I'm working on a package which uses data.table
inside. In this package, I have a function count_by
which calculates the number of distinct ID's for a specific variable in a data.table
by groups. With some help (R data.table: How to pass "everything possible" to by in a function?) I got this to work as expected:
library(data.table)
#> Warning: package 'data.table' was built under R version 3.6.2
# create example data
sample_dt <- data.table(
id = sort(rep(LETTERS[1:3], 3)),
year = rep(2018L:2020L),
x = runif(9)
)
sample_dt[id == "B" & year < 2020, x := NA_real_]
# define inner function
count_by <- function(DT, id_var, val_var, by = NULL) {
id_var <- as.character(substitute(id_var))
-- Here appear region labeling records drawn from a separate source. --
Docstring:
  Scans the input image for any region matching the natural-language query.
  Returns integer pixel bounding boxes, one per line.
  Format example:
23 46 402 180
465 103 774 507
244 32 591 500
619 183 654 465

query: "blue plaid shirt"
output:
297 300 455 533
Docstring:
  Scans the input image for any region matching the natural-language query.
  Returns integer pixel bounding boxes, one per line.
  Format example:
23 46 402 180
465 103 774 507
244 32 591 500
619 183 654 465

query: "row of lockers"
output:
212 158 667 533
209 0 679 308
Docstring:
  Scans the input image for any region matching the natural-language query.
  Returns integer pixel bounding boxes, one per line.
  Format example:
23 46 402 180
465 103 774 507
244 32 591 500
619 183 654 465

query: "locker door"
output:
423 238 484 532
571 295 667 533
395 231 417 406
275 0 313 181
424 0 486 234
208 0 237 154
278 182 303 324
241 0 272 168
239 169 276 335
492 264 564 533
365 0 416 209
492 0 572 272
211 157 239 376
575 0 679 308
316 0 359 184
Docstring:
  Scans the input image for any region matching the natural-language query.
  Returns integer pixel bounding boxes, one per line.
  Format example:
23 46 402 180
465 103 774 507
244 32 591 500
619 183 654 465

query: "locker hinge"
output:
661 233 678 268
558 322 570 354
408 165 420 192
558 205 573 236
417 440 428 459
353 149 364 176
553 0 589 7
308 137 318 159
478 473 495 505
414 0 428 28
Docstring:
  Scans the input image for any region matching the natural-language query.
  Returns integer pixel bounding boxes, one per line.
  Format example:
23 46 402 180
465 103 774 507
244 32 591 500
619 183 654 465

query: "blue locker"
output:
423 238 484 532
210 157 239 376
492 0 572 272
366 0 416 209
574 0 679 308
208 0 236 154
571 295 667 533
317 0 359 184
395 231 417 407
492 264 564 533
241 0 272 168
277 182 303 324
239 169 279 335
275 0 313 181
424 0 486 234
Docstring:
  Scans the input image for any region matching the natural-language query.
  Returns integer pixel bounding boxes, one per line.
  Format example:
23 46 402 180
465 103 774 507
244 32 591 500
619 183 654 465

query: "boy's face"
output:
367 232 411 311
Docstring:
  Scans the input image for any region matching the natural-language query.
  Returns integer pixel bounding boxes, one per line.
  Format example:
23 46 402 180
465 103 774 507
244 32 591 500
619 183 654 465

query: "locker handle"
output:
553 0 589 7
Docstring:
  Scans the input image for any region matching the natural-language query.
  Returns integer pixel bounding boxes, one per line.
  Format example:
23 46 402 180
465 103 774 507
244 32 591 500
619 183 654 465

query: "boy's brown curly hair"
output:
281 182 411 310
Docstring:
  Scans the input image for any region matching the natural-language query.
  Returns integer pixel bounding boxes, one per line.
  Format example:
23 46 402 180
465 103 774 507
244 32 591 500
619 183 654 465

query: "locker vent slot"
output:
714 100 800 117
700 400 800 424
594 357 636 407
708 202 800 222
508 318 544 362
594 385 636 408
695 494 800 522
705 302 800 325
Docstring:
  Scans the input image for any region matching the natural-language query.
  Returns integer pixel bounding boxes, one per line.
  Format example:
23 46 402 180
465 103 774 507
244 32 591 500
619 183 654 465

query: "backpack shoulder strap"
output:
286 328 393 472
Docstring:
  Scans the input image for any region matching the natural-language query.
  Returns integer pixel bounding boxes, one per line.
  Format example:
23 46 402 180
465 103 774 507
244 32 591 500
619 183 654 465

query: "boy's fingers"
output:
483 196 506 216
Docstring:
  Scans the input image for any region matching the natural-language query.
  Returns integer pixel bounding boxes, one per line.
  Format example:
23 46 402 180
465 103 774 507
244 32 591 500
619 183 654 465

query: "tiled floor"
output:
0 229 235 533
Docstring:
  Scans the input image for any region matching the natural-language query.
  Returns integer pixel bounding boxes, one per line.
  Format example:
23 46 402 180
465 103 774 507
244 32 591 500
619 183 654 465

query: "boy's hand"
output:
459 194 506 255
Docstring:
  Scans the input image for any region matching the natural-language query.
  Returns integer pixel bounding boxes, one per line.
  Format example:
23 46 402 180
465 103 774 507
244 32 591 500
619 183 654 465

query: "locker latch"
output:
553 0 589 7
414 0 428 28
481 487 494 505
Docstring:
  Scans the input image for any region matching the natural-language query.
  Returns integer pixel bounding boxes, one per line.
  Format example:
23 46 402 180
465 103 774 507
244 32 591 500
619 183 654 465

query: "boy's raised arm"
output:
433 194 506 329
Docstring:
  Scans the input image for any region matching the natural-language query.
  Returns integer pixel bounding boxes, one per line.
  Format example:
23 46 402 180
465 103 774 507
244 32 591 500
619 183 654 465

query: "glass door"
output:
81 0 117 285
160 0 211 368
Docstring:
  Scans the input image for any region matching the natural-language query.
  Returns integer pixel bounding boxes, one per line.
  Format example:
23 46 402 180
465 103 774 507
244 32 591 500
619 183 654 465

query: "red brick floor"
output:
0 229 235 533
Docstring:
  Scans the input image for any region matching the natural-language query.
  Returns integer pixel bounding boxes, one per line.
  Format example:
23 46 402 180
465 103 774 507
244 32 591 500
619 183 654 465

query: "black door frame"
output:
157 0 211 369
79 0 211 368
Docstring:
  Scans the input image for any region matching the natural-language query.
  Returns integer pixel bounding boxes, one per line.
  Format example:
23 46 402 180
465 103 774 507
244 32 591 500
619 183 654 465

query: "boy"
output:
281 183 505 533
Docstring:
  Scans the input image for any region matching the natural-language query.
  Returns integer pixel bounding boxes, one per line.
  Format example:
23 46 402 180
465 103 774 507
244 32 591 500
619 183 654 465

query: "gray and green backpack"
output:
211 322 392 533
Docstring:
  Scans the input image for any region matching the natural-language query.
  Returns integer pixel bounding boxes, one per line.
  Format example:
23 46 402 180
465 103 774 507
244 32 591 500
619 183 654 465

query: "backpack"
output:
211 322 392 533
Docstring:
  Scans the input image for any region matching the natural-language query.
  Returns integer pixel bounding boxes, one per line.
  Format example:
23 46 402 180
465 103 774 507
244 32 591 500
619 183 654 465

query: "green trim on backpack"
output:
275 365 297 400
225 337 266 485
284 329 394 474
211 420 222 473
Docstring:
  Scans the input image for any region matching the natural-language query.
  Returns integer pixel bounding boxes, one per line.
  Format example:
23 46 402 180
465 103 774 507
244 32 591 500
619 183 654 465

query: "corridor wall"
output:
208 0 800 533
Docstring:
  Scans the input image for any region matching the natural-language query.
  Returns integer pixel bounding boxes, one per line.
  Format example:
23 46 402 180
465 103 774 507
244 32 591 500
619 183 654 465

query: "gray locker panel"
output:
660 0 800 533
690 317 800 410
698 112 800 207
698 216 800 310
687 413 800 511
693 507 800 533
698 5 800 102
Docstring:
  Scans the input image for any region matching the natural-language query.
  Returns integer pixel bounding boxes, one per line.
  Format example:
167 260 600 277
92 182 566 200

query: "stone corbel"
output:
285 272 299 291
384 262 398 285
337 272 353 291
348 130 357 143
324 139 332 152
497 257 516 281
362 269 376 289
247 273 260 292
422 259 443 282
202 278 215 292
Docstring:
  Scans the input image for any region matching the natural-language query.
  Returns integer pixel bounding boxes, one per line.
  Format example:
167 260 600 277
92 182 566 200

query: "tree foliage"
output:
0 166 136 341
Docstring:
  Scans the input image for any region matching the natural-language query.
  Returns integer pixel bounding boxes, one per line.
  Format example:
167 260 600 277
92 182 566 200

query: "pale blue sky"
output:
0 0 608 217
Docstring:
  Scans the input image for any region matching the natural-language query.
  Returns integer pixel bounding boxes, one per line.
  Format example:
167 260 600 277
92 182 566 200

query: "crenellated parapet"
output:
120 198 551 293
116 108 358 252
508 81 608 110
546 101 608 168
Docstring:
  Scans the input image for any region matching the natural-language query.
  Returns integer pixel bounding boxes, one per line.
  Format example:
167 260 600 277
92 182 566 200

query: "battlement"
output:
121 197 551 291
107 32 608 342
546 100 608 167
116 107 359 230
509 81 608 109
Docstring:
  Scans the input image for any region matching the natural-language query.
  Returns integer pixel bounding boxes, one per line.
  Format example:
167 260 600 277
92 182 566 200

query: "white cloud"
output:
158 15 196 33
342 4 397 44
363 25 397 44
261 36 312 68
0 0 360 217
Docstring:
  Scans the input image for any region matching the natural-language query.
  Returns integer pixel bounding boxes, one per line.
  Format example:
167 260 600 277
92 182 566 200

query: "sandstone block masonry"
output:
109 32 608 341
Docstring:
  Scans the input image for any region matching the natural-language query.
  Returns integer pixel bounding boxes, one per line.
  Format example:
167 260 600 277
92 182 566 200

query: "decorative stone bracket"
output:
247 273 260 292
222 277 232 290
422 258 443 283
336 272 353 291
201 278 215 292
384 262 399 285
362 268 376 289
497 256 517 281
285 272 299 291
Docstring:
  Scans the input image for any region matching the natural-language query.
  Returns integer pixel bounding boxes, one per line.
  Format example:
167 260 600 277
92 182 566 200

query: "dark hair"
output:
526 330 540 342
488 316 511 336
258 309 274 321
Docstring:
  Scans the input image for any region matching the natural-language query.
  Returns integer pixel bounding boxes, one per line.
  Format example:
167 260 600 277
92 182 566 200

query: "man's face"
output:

val_var <- as.character(substitute(val_var))
eval(substitute(
DT[!is.na(get(val_var)), .(distinct_ids = uniqueN(get(id_var))), by = by]
))
}
# test inner function -> works as expected
(reference <- count_by(sample_dt, id_var = id, val_var = x, by = year))
#> year distinct_ids
#> 1: 2018 2
#> 2: 2019 2
#> 3: 2020 3
identical(count_by(sample_dt, "id", x, year) , reference)
#> [1] TRUE
identical(count_by(sample_dt, "id", "x", year) , reference)
#> [1] TRUE
identical(count_by(sample_dt, "id", x, "year") , reference)
#> [1] TRUE
identical(count_by(sample_dt, "id", x, c("year")) , reference)
#> [1] TRUE
identical(count_by(sample_dt, "id", "x", "year") , reference)
#> [1] TRUE
identical(count_by(sample_dt, "id", "x", c("year")), reference)
#> [1] TRUE
identical(count_by(sample_dt, id, "x", year) , reference)
#> [1] TRUE
identical(count_by(sample_dt, id, "x", "year") , reference)
#> [1] TRUE
identical(count_by(sample_dt, id, "x", c("year")) , reference)
#> [1] TRUE
identical(count_by(sample_dt, id, x, "year") , reference)
#> [1] TRUE
identical(count_by(sample_dt, id, x, c("year")) , reference)
#> [1] TRUE
Created on 2020-02-20 by the reprex package (v0.3.0)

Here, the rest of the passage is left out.